Moreover, the author is a clinical doctor, not an epidemiologist or network scientist. Those actual experts are providing a different road map. And their models range from 1 million Americans infected and 35K dead over the course of the year, to 100+ million infected and 300K deaths, far exceeding the typical flu. Instituting policies to flatten the epidemiological curve can help avoid that. Keep in mind that China has finally gotten a handle on its cases only after instituting the largest lockdown in human history—700 million people under house arrest since January! That’s unimaginable here. And now there are more cases being reported every day in Europe than were reported in China at the height of its epidemic.

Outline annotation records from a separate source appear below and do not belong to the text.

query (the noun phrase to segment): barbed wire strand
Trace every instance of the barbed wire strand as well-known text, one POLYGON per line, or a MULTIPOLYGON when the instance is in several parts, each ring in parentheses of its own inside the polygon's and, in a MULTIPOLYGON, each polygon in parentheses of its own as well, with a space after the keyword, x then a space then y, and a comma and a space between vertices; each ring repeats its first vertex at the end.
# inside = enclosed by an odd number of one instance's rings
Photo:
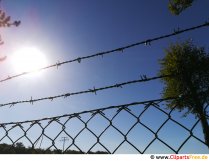
POLYGON ((20 77, 20 76, 23 76, 23 75, 27 75, 27 74, 30 74, 30 73, 46 70, 46 69, 49 69, 49 68, 53 68, 53 67, 58 68, 59 66, 64 65, 64 64, 68 64, 68 63, 72 63, 72 62, 81 63, 81 61, 84 60, 84 59, 90 59, 90 58, 94 58, 94 57, 98 57, 98 56, 103 57, 104 55, 115 53, 115 52, 123 52, 125 49, 129 49, 129 48, 132 48, 132 47, 135 47, 135 46, 138 46, 138 45, 142 45, 142 44, 151 45, 151 42, 153 42, 153 41, 158 41, 158 40, 165 39, 165 38, 168 38, 168 37, 176 36, 176 35, 182 34, 184 32, 200 29, 200 28, 206 27, 206 26, 207 27, 209 26, 209 22, 207 22, 207 21, 205 23, 201 24, 201 25, 194 26, 194 27, 187 28, 187 29, 183 29, 183 30, 180 30, 179 28, 177 28, 177 30, 174 29, 173 33, 170 33, 170 34, 167 34, 167 35, 162 35, 162 36, 158 36, 158 37, 155 37, 155 38, 142 40, 142 41, 137 42, 137 43, 129 44, 129 45, 119 47, 119 48, 115 48, 115 49, 108 50, 108 51, 99 52, 99 53, 96 53, 96 54, 93 54, 93 55, 77 57, 75 59, 67 60, 67 61, 63 61, 63 62, 58 61, 56 64, 52 64, 52 65, 49 65, 49 66, 46 66, 46 67, 43 67, 43 68, 39 68, 39 69, 36 69, 36 70, 33 70, 33 71, 23 72, 23 73, 16 74, 16 75, 13 75, 13 76, 8 76, 5 79, 1 79, 0 83, 11 80, 11 79, 14 79, 14 78, 17 78, 17 77, 20 77))
POLYGON ((125 85, 130 85, 130 84, 135 84, 135 83, 142 83, 142 82, 148 82, 148 81, 161 79, 161 78, 165 78, 165 77, 171 77, 171 75, 163 75, 163 76, 156 76, 156 77, 150 77, 150 78, 147 78, 146 75, 143 75, 143 76, 141 76, 141 79, 132 80, 132 81, 123 82, 123 83, 117 83, 115 85, 110 85, 110 86, 105 86, 105 87, 100 87, 100 88, 95 88, 94 87, 93 89, 89 89, 89 90, 73 92, 73 93, 65 93, 65 94, 61 94, 61 95, 42 97, 42 98, 37 98, 37 99, 33 99, 33 97, 31 97, 30 100, 14 101, 14 102, 0 104, 0 107, 3 107, 3 106, 10 106, 10 107, 12 107, 12 106, 14 106, 16 104, 22 104, 22 103, 33 104, 34 102, 43 101, 43 100, 51 100, 51 101, 53 101, 54 99, 57 99, 57 98, 60 98, 60 97, 67 98, 67 97, 70 97, 70 96, 73 96, 73 95, 80 95, 80 94, 86 94, 86 93, 94 93, 96 95, 97 91, 102 91, 102 90, 111 89, 111 88, 122 88, 125 85))
MULTIPOLYGON (((24 124, 24 123, 36 123, 36 122, 40 122, 40 121, 45 121, 45 120, 57 120, 57 118, 62 118, 62 117, 77 117, 78 115, 81 114, 85 114, 85 113, 92 113, 94 114, 95 112, 100 113, 100 111, 104 111, 104 110, 109 110, 109 109, 114 109, 114 108, 119 108, 119 107, 128 107, 128 106, 134 106, 134 105, 139 105, 139 104, 144 104, 144 105, 154 105, 156 106, 156 104, 163 102, 163 101, 167 101, 167 100, 172 100, 175 99, 176 97, 167 97, 167 98, 161 98, 161 99, 154 99, 154 100, 148 100, 148 101, 141 101, 141 102, 132 102, 132 103, 127 103, 127 104, 121 104, 121 105, 115 105, 115 106, 108 106, 108 107, 101 107, 101 108, 96 108, 93 110, 87 110, 87 111, 82 111, 82 112, 78 112, 78 113, 72 113, 72 114, 64 114, 64 115, 59 115, 59 116, 55 116, 55 117, 45 117, 42 119, 35 119, 35 120, 26 120, 26 121, 18 121, 18 122, 8 122, 8 123, 0 123, 0 127, 4 127, 6 125, 13 125, 13 124, 24 124)), ((147 106, 148 106, 147 105, 147 106)))

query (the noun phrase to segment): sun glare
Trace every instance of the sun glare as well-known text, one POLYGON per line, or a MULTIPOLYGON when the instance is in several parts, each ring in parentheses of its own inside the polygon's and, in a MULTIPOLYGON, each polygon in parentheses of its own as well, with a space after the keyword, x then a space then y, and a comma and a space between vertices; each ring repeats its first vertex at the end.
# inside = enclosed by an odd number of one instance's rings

Not only do we need to filter through the news media, we need to filter through the social media, the anecdotal, and the sound bite or data byte. Celebrities should not be your guide in this crisis. Sure, “just wash your hands”, but the big decisions about how society should structurally respond need to be guided by the latest and best information from the true experts, enforced by local and state governments, and even the federal government.
[This problem of expertise is similar to those inflicting the public understanding and reaction to other large-scale problems such as climate change, or the high-water levels in the Great Lakes and eroding shorelines. Unfortunately, this seems to be a common theme in what some are calling our current “post-truth world”.]
As for Buffalo, we’re tough but we probably shouldn’t be treating this like a snowstorm and stubbornly going out anyway, or walking to the local bar shining with local pride and grit. Especially now that there are confirmed cases in Erie County.
“There is a misconception among some people that the kind and brave thing to do is to shake people’s hands and behave as if things were normal. They want to demonstrate that they’re not afraid of the virus by interacting with others. In reality, the kind and altruistic thing to do is precisely the opposite of this.”
– Nicholas A. Christakis, MD, PhD, MPH, is the Sterling Professor of Social and Natural Science at Yale University, where he directs the Human Nature Lab and is the Co-Director of the Yale Institute for Network Science.